プロジェクトの成功とは、プロジェクトオーナーやクライアントの期待に応え、満足してもらうこと。満足の指標となる項目は、品質、納期、コスト、スコープなど、多岐に渡る。
ここで問題になるのが、満足の基準だ。いくら契約があっても人間対人間になるので、この基準の部分をしっかりと握ることが必要になる。PMBOK(R)では合理的なフレームワークを使いながらも、プロジェクトマネージャーの仕事の90%はコミュニケーションだと規定しているほど、泥臭い人間的な要素が求められるのである。
また、前述のとおり、経験したことのないハイリスクな環境の中でチームをまとめることになるので、マネジメント能力に加え、強いリーダーシップも必要になる。
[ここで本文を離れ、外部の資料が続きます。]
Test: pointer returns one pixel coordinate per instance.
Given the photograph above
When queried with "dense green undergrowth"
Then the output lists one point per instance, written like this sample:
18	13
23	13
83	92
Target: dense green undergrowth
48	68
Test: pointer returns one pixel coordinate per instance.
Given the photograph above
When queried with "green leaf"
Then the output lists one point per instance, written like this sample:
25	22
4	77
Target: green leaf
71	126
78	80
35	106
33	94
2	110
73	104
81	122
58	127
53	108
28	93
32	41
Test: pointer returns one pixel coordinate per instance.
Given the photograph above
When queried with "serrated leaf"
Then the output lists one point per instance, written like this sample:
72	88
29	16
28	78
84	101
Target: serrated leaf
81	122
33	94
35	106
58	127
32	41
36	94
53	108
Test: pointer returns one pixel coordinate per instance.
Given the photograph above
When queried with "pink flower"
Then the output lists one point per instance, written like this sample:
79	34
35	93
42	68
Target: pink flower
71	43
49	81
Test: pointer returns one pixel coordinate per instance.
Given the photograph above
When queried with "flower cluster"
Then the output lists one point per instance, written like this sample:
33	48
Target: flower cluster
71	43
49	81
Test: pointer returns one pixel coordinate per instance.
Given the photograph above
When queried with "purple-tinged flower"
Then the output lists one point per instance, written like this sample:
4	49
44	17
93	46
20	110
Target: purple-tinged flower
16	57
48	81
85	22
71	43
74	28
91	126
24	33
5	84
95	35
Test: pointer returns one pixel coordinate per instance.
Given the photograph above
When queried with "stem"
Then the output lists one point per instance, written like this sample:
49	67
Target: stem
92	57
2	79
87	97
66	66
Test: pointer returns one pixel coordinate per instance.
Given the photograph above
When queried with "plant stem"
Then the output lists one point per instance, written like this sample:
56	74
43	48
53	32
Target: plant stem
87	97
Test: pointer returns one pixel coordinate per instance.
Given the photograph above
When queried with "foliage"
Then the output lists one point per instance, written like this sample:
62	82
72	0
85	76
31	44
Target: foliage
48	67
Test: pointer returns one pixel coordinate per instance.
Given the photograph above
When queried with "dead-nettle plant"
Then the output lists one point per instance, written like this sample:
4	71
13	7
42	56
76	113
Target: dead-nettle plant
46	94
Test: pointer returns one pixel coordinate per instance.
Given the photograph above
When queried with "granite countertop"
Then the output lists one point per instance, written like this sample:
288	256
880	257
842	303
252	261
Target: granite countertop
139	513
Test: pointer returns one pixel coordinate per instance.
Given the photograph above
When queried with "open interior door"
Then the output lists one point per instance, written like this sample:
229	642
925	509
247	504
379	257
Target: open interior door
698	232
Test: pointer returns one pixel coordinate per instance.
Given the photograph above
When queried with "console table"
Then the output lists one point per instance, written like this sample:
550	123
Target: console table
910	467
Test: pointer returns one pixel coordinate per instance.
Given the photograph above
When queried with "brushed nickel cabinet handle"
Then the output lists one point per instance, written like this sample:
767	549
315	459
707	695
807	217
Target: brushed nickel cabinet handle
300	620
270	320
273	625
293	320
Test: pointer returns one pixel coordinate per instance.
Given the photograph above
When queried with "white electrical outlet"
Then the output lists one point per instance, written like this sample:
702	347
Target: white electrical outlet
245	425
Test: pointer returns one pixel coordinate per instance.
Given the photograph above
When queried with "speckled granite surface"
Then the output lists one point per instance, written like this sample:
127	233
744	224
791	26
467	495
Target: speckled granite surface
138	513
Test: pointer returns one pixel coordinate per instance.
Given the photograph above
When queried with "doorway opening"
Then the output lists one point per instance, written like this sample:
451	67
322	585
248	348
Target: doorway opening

※リーダーシップとマネジメントについてはまた別の機会に。
プロジェクトマネジメントを学ぶ目的
プロジェクトマネジメントはフレームに収まらない、掴みにくい部分が多い。しかし、型にはまらないこと、予測不可能な事項が多ければ多いほど、逆にフレームワークは有効になるのでないかと感じている。つまり、基準点を測る方法で、現状がどのくらい基準からズレているか?を認識する一つのコンパスのような役割になるのだ。
また、多くのプロジェクトはチームプレイとなる。大きなプロジェクトになれば、必然的にチームで臨むことになるだろう。場合によっては、社内だけではなく社外のパートナーと組んだりして、初めて顔を合わせるメンバーでチームになるということも少なくない。
こういった、多様なバックグラウンド、性格、企業文化などをマネジメントし、最高のパフォーマンスを出すために、プロジェクトマネジメントという学問は用意されているのだ。
ウフルのマーケティングクラウド本部でも、大規模プロジェクトが多く存在する。そして、多くの場合はチームで案件にあたっている。プロジェクトマネジメントの考えを業務の中に落とし込んで、お客様の期待に添えるように全力を尽くしているのだ。
それでは、第1回目はこのあたりで。
次回から、具体的なプロジェクトマネジメントの内容に触れていこうと思う。